ZOOM sur le site pilote d’Annecy

Annecy a la particularité de bénéficier de forêts périurbaines aux paysages exceptionnels attirant 3 millions de visiteurs chaque année. Aujourd’hui, cette fréquentation impacte le milieu (dégradation de la biodiversité, érosion des sols, etc.) et nécessite la mise en place d’aménagements pour pallier ce problème (sentiers pédestres, aires de pique-nique, etc.).  Les acteurs de la gestion forestière doivent aussi travailler en prenant en compte les contraintes liées à cette fréquentation. Par exemple, les périodes ou le mode d’exploitation sont décidés en fonction de l'affluence touristique. Cette adaptation entraîne ainsi des surcoûts pour le propriétaire forestier. La diversification des financements actuels est donc un enjeu important pour le secteur.
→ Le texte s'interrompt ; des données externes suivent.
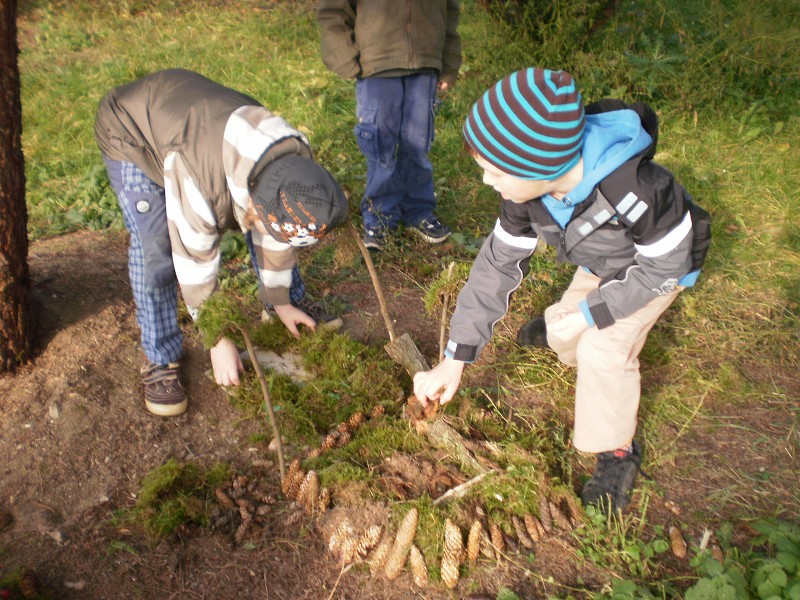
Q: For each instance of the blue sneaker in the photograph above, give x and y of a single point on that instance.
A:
(431, 229)
(375, 238)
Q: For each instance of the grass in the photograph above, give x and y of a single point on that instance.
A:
(723, 77)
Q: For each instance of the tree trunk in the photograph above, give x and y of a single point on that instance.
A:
(15, 300)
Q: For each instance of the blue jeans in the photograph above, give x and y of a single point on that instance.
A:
(152, 274)
(394, 132)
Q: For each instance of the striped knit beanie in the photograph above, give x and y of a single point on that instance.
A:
(529, 124)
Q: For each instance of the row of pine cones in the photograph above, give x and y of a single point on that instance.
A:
(485, 539)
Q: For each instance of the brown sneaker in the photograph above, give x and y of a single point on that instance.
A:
(163, 393)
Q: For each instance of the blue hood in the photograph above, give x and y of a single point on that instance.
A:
(609, 140)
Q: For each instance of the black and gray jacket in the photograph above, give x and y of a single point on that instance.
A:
(628, 222)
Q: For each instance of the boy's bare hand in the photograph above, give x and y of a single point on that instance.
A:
(292, 316)
(225, 362)
(440, 383)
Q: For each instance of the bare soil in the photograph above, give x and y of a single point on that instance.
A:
(75, 441)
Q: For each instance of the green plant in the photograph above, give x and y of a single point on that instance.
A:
(175, 494)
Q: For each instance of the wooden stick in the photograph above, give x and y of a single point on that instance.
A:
(460, 490)
(267, 400)
(445, 303)
(375, 281)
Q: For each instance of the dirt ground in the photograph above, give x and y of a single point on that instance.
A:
(75, 441)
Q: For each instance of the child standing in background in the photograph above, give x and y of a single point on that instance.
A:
(400, 52)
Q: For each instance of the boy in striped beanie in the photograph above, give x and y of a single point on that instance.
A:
(582, 180)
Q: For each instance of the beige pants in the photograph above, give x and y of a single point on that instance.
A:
(608, 386)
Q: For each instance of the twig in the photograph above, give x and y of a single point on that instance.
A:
(375, 281)
(267, 400)
(460, 490)
(445, 306)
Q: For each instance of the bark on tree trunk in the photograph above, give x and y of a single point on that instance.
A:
(15, 302)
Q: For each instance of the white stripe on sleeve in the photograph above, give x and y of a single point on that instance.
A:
(525, 243)
(670, 241)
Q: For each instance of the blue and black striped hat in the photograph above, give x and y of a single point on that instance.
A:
(529, 124)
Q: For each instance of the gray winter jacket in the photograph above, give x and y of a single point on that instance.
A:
(638, 230)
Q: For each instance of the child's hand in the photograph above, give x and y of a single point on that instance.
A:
(225, 362)
(292, 316)
(428, 384)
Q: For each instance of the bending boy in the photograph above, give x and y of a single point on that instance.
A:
(188, 159)
(583, 181)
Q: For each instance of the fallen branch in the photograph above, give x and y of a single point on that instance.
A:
(460, 490)
(375, 281)
(444, 437)
(267, 400)
(445, 306)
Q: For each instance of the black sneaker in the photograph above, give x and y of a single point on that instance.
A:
(432, 230)
(312, 309)
(163, 392)
(375, 238)
(612, 480)
(533, 333)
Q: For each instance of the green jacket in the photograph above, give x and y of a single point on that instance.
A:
(364, 38)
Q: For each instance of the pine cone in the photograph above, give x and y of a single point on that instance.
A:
(496, 535)
(356, 419)
(418, 568)
(294, 468)
(544, 514)
(559, 518)
(223, 498)
(349, 550)
(378, 558)
(522, 534)
(308, 494)
(487, 549)
(476, 534)
(368, 539)
(328, 443)
(342, 532)
(451, 554)
(677, 542)
(402, 544)
(534, 527)
(510, 542)
(480, 514)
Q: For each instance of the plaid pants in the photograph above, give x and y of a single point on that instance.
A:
(152, 274)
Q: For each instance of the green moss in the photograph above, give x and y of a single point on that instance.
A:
(220, 316)
(173, 494)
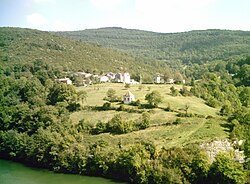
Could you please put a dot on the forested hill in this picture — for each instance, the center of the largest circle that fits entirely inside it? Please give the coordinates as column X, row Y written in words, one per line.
column 22, row 46
column 185, row 47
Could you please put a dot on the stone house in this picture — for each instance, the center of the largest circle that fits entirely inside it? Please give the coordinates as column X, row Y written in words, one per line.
column 128, row 98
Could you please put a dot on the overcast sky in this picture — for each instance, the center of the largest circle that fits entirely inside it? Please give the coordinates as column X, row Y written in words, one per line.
column 152, row 15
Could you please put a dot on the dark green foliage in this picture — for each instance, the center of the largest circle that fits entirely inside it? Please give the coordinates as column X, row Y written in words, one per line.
column 111, row 95
column 174, row 49
column 23, row 46
column 225, row 170
column 154, row 98
column 184, row 91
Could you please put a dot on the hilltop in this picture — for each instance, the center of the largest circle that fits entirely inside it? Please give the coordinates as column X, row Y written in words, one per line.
column 23, row 46
column 173, row 48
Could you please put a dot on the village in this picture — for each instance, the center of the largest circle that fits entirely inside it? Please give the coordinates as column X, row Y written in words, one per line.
column 86, row 79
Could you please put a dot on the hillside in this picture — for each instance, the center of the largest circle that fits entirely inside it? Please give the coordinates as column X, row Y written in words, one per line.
column 187, row 47
column 19, row 46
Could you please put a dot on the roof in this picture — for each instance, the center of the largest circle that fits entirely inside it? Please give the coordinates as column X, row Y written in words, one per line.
column 128, row 94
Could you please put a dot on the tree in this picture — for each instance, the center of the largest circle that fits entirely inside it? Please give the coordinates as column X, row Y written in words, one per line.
column 62, row 93
column 167, row 75
column 178, row 77
column 111, row 95
column 153, row 98
column 225, row 170
column 82, row 96
column 173, row 91
column 245, row 96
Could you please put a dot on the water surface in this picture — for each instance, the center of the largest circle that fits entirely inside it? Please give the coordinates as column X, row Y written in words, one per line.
column 16, row 173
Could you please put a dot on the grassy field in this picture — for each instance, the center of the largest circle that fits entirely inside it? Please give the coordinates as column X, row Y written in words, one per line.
column 161, row 132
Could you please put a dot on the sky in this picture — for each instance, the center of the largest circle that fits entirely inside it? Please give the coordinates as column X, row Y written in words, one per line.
column 152, row 15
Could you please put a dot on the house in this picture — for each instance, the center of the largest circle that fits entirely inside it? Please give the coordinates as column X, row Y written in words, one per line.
column 158, row 78
column 128, row 97
column 119, row 77
column 123, row 78
column 65, row 81
column 132, row 81
column 110, row 75
column 126, row 78
column 104, row 78
column 170, row 81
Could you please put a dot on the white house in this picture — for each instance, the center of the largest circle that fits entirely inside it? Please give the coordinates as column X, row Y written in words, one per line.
column 128, row 97
column 65, row 80
column 132, row 81
column 126, row 78
column 157, row 79
column 110, row 75
column 119, row 77
column 104, row 78
column 170, row 81
column 123, row 77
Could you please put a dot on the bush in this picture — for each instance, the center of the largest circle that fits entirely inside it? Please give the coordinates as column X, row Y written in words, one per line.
column 177, row 121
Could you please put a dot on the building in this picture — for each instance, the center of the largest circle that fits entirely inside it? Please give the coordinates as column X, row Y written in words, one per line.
column 123, row 78
column 65, row 81
column 128, row 98
column 104, row 78
column 126, row 78
column 158, row 78
column 170, row 81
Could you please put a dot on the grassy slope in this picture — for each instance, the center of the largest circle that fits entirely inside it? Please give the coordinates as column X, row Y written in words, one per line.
column 191, row 130
column 18, row 45
column 187, row 47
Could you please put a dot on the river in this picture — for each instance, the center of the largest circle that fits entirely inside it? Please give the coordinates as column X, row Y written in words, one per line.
column 16, row 173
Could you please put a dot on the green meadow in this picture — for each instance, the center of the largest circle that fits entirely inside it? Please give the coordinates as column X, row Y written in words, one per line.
column 163, row 132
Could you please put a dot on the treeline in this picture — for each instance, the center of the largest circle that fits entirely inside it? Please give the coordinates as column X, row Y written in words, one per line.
column 19, row 45
column 172, row 48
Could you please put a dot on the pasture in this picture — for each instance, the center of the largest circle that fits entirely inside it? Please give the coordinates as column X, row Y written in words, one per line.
column 162, row 131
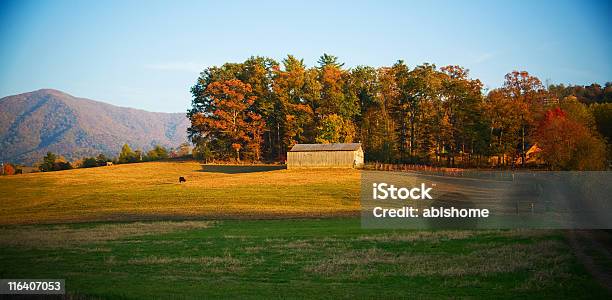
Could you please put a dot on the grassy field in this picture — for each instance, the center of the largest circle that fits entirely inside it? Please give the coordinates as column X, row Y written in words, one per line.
column 149, row 191
column 312, row 258
column 240, row 232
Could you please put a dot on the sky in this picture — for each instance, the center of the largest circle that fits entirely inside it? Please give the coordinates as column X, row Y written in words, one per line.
column 147, row 54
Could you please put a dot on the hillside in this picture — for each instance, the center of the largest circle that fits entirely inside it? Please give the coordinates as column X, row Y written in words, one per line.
column 49, row 120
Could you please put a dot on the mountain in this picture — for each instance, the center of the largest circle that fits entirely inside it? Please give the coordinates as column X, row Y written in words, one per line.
column 49, row 120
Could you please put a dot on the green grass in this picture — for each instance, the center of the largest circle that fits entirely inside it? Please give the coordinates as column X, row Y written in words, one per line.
column 235, row 235
column 308, row 258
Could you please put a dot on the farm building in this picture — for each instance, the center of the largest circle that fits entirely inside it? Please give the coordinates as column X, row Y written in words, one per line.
column 348, row 155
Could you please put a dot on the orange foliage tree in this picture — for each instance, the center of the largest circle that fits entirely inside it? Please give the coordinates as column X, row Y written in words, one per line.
column 567, row 144
column 229, row 117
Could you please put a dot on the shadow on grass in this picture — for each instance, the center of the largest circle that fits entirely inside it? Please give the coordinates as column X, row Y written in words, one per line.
column 237, row 169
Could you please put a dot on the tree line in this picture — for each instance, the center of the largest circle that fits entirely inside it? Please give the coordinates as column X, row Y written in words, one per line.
column 258, row 109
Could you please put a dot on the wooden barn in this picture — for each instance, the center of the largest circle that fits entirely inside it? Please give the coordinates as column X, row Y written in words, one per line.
column 349, row 155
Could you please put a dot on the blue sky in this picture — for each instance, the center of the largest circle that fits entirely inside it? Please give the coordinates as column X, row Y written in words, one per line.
column 147, row 54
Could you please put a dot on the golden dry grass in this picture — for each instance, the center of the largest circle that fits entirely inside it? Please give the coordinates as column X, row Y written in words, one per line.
column 151, row 191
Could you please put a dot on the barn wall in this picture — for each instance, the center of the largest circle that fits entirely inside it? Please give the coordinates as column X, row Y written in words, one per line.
column 324, row 159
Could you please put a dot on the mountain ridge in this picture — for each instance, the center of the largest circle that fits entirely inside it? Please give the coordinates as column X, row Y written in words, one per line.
column 51, row 120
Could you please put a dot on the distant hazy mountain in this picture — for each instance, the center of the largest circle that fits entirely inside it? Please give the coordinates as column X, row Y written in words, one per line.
column 49, row 120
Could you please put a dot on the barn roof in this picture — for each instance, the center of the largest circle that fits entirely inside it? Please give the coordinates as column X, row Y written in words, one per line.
column 325, row 147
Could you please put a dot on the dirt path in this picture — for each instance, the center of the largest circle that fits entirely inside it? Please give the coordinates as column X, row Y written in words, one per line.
column 584, row 243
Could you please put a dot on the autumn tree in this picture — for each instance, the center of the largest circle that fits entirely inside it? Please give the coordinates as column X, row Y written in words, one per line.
column 295, row 108
column 8, row 169
column 228, row 118
column 567, row 144
column 127, row 155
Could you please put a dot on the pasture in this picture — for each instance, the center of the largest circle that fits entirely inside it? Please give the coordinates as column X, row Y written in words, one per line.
column 133, row 232
column 150, row 191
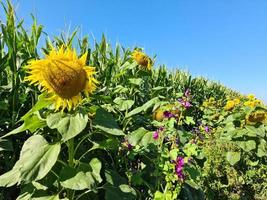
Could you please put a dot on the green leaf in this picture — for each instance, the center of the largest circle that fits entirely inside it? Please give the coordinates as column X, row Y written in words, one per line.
column 254, row 132
column 31, row 123
column 247, row 145
column 106, row 122
column 144, row 107
column 233, row 157
column 123, row 104
column 136, row 136
column 67, row 125
column 140, row 137
column 116, row 187
column 5, row 145
column 37, row 157
column 85, row 177
column 10, row 178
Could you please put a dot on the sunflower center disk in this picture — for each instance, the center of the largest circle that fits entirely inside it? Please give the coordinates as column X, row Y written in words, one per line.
column 67, row 81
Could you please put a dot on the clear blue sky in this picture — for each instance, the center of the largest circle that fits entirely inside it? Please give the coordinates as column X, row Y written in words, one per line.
column 222, row 40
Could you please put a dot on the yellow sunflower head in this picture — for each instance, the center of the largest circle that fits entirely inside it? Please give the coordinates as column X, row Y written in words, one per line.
column 142, row 59
column 230, row 104
column 64, row 76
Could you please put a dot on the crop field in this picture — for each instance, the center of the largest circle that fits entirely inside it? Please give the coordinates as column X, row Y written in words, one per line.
column 82, row 120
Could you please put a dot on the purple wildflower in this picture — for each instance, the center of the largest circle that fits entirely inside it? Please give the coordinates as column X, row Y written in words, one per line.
column 179, row 167
column 185, row 103
column 187, row 93
column 168, row 114
column 156, row 135
column 129, row 146
column 207, row 129
column 177, row 141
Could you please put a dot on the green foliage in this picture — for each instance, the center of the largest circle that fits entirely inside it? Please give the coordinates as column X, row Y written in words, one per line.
column 142, row 134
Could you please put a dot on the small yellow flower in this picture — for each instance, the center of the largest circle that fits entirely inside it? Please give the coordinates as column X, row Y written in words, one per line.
column 142, row 59
column 64, row 76
column 256, row 117
column 230, row 104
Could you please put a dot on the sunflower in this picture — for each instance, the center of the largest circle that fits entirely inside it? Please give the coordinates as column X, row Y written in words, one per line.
column 64, row 76
column 230, row 104
column 142, row 59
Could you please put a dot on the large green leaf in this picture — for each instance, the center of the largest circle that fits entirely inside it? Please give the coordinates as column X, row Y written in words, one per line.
column 67, row 125
column 144, row 107
column 141, row 137
column 31, row 123
column 85, row 177
column 10, row 178
column 247, row 145
column 5, row 145
column 106, row 122
column 233, row 157
column 116, row 187
column 37, row 157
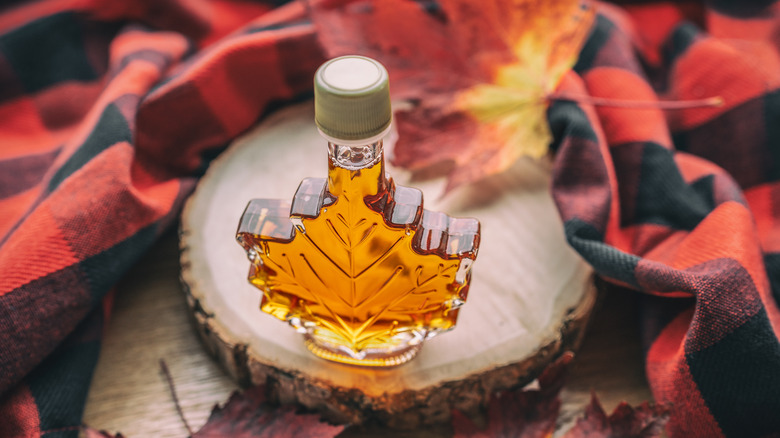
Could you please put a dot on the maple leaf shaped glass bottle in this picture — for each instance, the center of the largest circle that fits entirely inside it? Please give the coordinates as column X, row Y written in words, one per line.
column 354, row 262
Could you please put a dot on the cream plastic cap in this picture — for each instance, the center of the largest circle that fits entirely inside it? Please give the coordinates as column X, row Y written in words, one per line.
column 352, row 98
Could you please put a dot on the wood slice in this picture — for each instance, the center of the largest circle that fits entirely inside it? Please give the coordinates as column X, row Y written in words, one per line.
column 530, row 296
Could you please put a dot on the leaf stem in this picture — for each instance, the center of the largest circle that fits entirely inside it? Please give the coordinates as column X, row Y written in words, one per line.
column 172, row 388
column 714, row 101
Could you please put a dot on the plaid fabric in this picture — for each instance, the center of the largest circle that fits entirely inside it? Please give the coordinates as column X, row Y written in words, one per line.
column 109, row 111
column 683, row 205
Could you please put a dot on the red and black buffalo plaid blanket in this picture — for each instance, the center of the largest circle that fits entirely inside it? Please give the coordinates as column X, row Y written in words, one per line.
column 110, row 110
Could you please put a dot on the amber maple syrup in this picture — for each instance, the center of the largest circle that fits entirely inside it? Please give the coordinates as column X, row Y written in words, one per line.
column 355, row 263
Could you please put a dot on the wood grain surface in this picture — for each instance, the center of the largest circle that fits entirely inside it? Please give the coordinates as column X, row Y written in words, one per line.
column 150, row 322
column 529, row 300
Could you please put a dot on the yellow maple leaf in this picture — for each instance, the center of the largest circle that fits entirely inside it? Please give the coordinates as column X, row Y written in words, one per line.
column 479, row 73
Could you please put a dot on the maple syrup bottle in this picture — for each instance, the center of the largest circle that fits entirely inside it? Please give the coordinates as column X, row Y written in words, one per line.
column 354, row 262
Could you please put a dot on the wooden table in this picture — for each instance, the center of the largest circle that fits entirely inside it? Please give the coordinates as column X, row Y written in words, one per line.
column 150, row 322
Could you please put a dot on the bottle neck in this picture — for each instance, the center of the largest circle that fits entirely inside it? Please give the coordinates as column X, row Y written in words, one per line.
column 355, row 169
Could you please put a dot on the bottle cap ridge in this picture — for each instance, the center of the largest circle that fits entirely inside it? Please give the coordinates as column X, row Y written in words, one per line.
column 352, row 98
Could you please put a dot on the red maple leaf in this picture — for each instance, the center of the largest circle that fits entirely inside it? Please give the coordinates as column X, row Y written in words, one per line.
column 248, row 415
column 644, row 421
column 520, row 413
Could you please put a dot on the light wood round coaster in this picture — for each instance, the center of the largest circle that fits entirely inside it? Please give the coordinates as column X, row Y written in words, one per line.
column 530, row 296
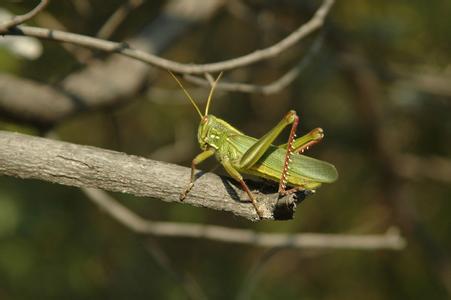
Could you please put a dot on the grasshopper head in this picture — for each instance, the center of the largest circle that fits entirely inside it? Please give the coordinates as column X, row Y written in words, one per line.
column 207, row 133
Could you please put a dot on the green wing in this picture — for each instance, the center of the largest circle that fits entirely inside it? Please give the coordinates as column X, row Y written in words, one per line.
column 302, row 168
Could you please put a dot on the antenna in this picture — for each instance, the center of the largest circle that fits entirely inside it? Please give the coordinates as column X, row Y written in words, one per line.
column 187, row 94
column 213, row 86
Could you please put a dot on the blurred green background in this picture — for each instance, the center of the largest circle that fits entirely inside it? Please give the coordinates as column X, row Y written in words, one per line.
column 380, row 87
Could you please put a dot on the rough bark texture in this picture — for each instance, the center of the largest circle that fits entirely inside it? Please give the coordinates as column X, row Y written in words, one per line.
column 84, row 166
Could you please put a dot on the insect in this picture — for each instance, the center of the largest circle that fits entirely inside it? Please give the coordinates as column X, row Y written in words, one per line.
column 239, row 153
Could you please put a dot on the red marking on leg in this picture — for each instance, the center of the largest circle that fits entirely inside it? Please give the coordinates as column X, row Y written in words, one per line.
column 286, row 165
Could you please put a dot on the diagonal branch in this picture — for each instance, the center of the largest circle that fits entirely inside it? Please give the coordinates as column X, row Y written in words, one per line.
column 268, row 89
column 17, row 20
column 102, row 83
column 84, row 166
column 312, row 25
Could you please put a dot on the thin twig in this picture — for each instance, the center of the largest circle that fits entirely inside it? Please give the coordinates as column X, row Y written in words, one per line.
column 313, row 24
column 268, row 89
column 391, row 240
column 17, row 20
column 113, row 22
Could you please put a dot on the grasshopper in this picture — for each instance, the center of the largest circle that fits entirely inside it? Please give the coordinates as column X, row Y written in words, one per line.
column 239, row 153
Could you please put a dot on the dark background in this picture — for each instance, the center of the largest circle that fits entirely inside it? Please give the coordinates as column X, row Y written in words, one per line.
column 380, row 87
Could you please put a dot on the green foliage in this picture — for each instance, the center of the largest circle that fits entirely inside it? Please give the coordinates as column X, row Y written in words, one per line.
column 54, row 243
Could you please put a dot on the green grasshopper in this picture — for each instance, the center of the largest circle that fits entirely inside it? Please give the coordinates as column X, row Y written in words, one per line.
column 239, row 153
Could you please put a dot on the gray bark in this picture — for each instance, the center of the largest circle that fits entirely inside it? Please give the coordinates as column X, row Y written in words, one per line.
column 85, row 166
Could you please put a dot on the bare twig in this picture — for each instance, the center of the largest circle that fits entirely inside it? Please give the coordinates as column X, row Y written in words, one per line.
column 391, row 240
column 113, row 22
column 83, row 166
column 313, row 24
column 268, row 89
column 185, row 279
column 17, row 20
column 102, row 83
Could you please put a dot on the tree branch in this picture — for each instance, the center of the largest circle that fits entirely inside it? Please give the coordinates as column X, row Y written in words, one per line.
column 17, row 20
column 84, row 166
column 313, row 24
column 102, row 83
column 268, row 89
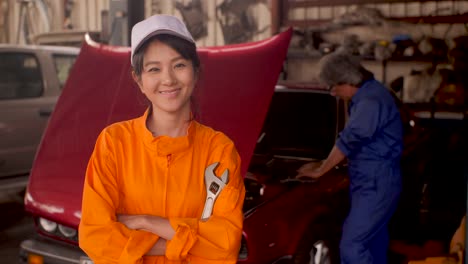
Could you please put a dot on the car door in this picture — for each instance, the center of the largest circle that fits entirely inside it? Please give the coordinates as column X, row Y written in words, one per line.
column 24, row 110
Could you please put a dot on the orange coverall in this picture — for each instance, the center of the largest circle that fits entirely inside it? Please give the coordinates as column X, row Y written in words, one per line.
column 132, row 172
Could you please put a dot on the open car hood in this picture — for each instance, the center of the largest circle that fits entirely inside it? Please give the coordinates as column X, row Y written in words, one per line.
column 232, row 96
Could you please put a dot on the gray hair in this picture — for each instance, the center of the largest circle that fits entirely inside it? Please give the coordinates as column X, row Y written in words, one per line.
column 342, row 68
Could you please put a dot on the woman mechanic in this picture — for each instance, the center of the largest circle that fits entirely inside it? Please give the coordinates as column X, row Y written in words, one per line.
column 372, row 143
column 144, row 190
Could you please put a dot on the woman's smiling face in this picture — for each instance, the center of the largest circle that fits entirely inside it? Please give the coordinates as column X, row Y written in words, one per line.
column 167, row 78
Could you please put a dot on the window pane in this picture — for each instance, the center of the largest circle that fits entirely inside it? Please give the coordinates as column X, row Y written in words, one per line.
column 20, row 76
column 63, row 65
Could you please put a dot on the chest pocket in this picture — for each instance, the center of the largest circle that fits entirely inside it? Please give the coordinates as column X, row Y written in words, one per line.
column 227, row 201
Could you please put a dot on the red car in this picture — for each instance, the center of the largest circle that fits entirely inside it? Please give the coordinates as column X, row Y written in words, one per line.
column 286, row 221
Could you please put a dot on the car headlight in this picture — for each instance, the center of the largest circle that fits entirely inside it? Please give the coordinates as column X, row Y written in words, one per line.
column 67, row 232
column 47, row 225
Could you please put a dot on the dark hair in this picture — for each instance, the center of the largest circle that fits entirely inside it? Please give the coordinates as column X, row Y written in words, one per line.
column 186, row 49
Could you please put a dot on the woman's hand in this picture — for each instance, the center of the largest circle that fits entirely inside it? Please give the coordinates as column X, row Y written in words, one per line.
column 310, row 170
column 158, row 249
column 136, row 222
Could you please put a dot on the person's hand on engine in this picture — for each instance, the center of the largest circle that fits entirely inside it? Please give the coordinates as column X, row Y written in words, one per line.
column 310, row 170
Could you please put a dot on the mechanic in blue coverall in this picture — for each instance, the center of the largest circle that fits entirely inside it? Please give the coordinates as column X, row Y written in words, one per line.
column 372, row 143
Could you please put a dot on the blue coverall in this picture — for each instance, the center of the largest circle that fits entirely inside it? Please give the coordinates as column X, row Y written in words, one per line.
column 372, row 142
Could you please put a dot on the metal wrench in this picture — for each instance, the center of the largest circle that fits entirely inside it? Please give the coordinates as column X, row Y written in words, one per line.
column 214, row 185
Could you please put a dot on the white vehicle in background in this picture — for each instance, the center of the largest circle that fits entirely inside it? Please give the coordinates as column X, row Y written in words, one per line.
column 31, row 79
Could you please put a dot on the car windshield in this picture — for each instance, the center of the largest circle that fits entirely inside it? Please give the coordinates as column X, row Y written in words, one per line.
column 63, row 65
column 299, row 124
column 20, row 76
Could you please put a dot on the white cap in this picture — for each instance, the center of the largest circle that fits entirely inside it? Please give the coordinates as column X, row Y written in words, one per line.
column 157, row 24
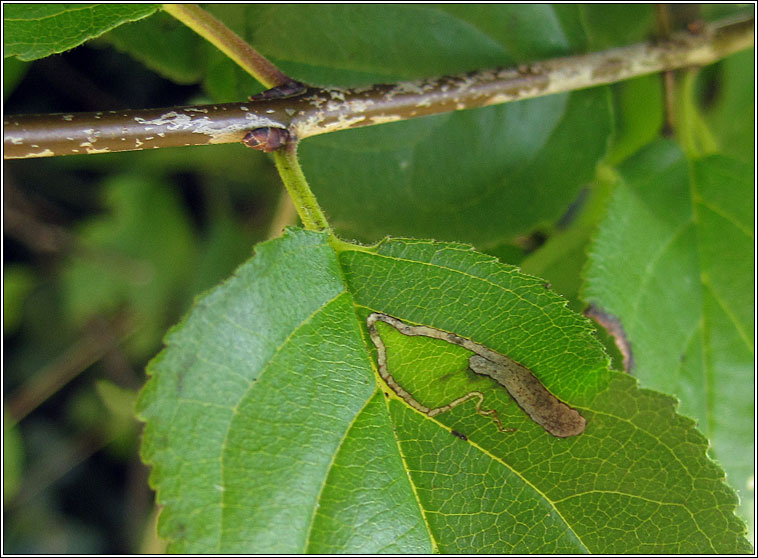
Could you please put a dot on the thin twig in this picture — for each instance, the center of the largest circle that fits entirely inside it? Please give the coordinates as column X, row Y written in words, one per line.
column 324, row 110
column 305, row 202
column 228, row 42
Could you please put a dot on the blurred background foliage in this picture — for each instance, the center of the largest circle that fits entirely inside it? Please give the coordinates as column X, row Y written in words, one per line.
column 103, row 254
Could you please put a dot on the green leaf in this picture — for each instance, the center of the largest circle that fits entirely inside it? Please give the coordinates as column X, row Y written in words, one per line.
column 483, row 176
column 32, row 31
column 269, row 430
column 673, row 261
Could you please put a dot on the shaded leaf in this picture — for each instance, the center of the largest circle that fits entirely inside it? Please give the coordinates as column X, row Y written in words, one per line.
column 32, row 31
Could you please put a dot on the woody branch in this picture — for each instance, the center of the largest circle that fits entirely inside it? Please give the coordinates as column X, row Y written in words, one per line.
column 324, row 110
L’Agglomération du Grand Annecy cherche donc à travers Forest EcoValue des solutions pour réduire les menaces qui pèsent sur ces forêts. « L’objectif du projet à Annecy, c’est de mettre en place une surmodulation de la taxe de séjour, aujourd’hui payée par les touristes. Elle contribuerait à financer l’entretien, le maintien ou la restauration de l’ensemble des équipements d’accueil du public (sentier, sécurité des routes, préservation des paysages…) et pourrait peut-être même financer les autres services rendus par la forêt », poursuit Martin Grau.  « Forest EcoValue permettrait aussi de prendre en compte les coûts ponctuels liés à la sur-fréquentation à certaines périodes de l’année (canalisation du public, infrastructures d’accueil…) », explique Maxime Debanizette, précédent responsable de l'unité territoriale d'Annecy. 

La mise en place de la taxe, son pourcentage et son application sont encore en discussion chez les élus qui auront le dernier mot. Deux solutions sont possibles : soit une augmentation de la taxe déjà existante (créée en 2017), soit une augmentation de la part de celle-ci consacrée à la forêt.

« Finalement cette taxe est une question d’équité. De nombreux aménagements sont mis en place pour les touristes. Grâce à cette taxe, ils vont contribuer à financer ce qu’ils viennent chercher sans que cela pèse uniquement sur la contribution des locaux »

Martin Grau, pilote du projet et responsable de l'unité territoriale Bas Vivarais - Cévenne

En France, il existe un autre site pilote situé à Thonon-les-Bains (également en Haute-Savoie) qui cherche à mieux financer le rôle protecteur de la forêt sur la qualité des eaux du bassin versant des Moises.

Au total, il existe sept sites pilotes sur l’ensemble des pays participants. Chaque initiative est propre au site en question et surtout adaptée à son contexte institutionnel. « C’est tout le but du projet Forest EcoValue, que les 5 pays participants trouvent ensemble une solution adaptée à leur territoire pour mieux préserver les forêts alpines », continue Martin. Des séminaires d’échanges sont régulièrement organisés. Le projet se termine au printemps 2026 mais les initiatives mises en place sont amenées à perdurer.